Американские представители сыграли огромную роль в приведении экономической жизни в какое-то подобие нормального состояния, и новоприбывшие вроде Моуреров немедленно это замечали. Посол Хоутон очень сочувственно относился к немцам и их проблемам; он спорил с изоляционистами у себя на родине, утверждая, что США следовало бы решительнее поддерживать демократическое правительство Германии. «В конце концов, в Европе ужасный беспорядок», – писал он 12 февраля 1923 г. главе европейского отделения Государственного департамента Уильяму Кастлу. «У нас в некий момент была возможность стабилизировать ситуацию… если только не случится чудо, мы можем уверенно ждать следующей, очень скорой войны, которая добьет остатки европейской цивилизации».

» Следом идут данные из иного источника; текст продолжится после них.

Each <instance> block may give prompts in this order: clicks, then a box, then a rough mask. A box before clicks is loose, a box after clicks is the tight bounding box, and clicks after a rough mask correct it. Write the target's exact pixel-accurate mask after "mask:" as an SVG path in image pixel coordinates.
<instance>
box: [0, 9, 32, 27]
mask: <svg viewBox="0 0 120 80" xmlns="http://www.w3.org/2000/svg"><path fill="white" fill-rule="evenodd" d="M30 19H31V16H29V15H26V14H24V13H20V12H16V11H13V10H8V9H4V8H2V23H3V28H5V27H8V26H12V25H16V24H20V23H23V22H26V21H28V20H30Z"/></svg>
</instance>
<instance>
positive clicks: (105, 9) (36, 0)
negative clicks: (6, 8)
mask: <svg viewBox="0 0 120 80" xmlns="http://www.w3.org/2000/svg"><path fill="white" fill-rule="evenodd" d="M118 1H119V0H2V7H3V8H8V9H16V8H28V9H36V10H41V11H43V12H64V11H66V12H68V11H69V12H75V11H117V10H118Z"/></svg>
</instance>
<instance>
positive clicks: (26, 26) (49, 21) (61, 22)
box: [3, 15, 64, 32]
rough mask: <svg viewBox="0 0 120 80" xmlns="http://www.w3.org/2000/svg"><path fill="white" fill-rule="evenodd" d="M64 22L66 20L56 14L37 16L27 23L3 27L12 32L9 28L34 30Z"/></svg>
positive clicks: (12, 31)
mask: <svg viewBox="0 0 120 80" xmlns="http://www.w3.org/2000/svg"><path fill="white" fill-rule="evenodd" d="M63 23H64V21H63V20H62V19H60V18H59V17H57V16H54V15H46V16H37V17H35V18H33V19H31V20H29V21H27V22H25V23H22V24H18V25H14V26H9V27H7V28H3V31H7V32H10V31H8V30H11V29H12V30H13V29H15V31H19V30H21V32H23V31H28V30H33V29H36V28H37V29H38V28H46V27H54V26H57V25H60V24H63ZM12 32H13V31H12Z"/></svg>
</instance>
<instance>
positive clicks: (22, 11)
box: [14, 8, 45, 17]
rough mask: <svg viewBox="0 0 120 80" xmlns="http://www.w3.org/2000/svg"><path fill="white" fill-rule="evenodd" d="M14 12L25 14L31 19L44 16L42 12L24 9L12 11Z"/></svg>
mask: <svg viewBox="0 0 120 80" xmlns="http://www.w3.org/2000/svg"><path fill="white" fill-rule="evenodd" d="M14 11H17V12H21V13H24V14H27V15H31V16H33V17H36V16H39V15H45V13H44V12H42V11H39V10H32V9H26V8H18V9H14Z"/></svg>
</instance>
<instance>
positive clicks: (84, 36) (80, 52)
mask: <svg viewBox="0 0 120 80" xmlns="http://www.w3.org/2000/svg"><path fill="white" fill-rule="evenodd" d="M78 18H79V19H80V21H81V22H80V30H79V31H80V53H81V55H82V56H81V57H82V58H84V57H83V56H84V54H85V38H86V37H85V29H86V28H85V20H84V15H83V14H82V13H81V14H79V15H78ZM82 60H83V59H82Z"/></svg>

Он постоянно просил Вашингтон «спасти то, что осталось от столицы и промышленности Германии». Хоутона приводила в отчаяние разрушительная гиперинфляция в стране, где он жил, – равно как и её забастовки, мятежи и столкновения экстремистов, левых и правых. Летом 1923 г. он мог наблюдать, как всего после года пребывания у власти рушится правительство канцлера Вильгельма Куно. «Я чувствовал, что словно вернулся в знакомое старое здание, только теперь балки и стропила прогнили, полы проваливаются, и если все это не починить как можно быстрее, крыша и стены просто рухнут», – писал он государственному секретарю Хьюзу.
Его просьбы были услышаны. Хоутон получил поддержку администрации Кулиджа и начал потихоньку разбираться с вопросами репараций и стабилизации Германии. В своих публичных обращениях Хоутон старался не обвинять Францию и отрицал любые попытки бороться с её «справедливыми требованиями». Но он подчеркивал, что экономическое восстановление Германии является ключом к восстановлению континента в целом. Плотно сотрудничая с Густавом Штреземаном, который некоторое время был в 1923 г. одновременно канцлером и премьер-министром, а затем оставался министром иностранных дел при восьми следующих правительствах, Хоутон добивался более активного сотрудничества с Америкой в Берлине и других европейских столицах. Результатом стал план Дауэса, названный в честь чикагского банкира Чарльза Гейтса Дауэса, одного из американских экспертов, занимавшихся вопросами репараций. Этот план не менял общую сумму репараций, которую должна была выплатить Германия, но он позволял уменьшить ежегодные выплаты, пока экономика не восстановится. В конце августа 1924 г. план Дауэса обеспечил Германии внезапный приток займов из Америки, продолжавшийся до самой Великой депрессии. Прямым результатом этих мер были стабилизация валюты и последующее восстановление экономики. В своей речи перед рейхстагом, произнесенной в мае 1925 г., Штреземан однозначно сказал, кто добился этих судьбоносных изменений:
«Соединенные Штаты – это нация, которая приложила наибольшие усилия для восстановления экономики и, что особенно важно, общего мира в Европе, – говорил он. – Из всех стран для Германии эти усилия имели наибольшую важность».
Американские инвестиции и займы, в сочетании с растущей торговлей между США и Германией, привели к тому, что обе страны чувствовали все большую связь. Германия не только стала более открытой для американцев, в ней открылись и новые тренды, связанные с экономическим, социальным и культурным влиянием Америки. «Американизация Европы идет полным ходом», – сообщил Виганд в статье, появившейся в
Как говорилось в его статье, отношение среднего немца к новой культуре денег, массового производства и массовых развлечений – включая поток американских фильмов – выглядело совершенно шизофренично. Ему «не нравится вторжение быстрого стаккато в его размеренное уютное существование, он ворчит и бормочет ругательства в адрес американизации его мира, – писал Виганд. – А потом он забывает о своих тревогах под звуки американского джаз-банда – в тысяче развлекательных клубов разносится их дикарский грохот». Он добавлял, что немец, слушающий джаз-банд, играющий «My Sweetie Went Away», скорее всего, будет одет в новенький костюм, скроенный в стиле Йеля».
Немцы стекались в варьете «Ла Скала», где хитом того времени была американская труппа, которую Виганд описывал как «восемнадцать танцовщиц в стиле Гертруды Гофман». В своей статье 1925 г. он отметил одну важную причину популярности американок: «Их тонкие ноги и талии совсем не были похожи на то, что обычно ценилось в Берлине». В Берлине также впервые начались знакомые американцам проблемы с уличным транспортом, а на Потсдамской площади поставили первые светофоры, «подмигивающие своими американскими глазами на вагоновожатых, водителей такси и шоферов, нервничавших на этом сложном перекрестке пяти больших улиц».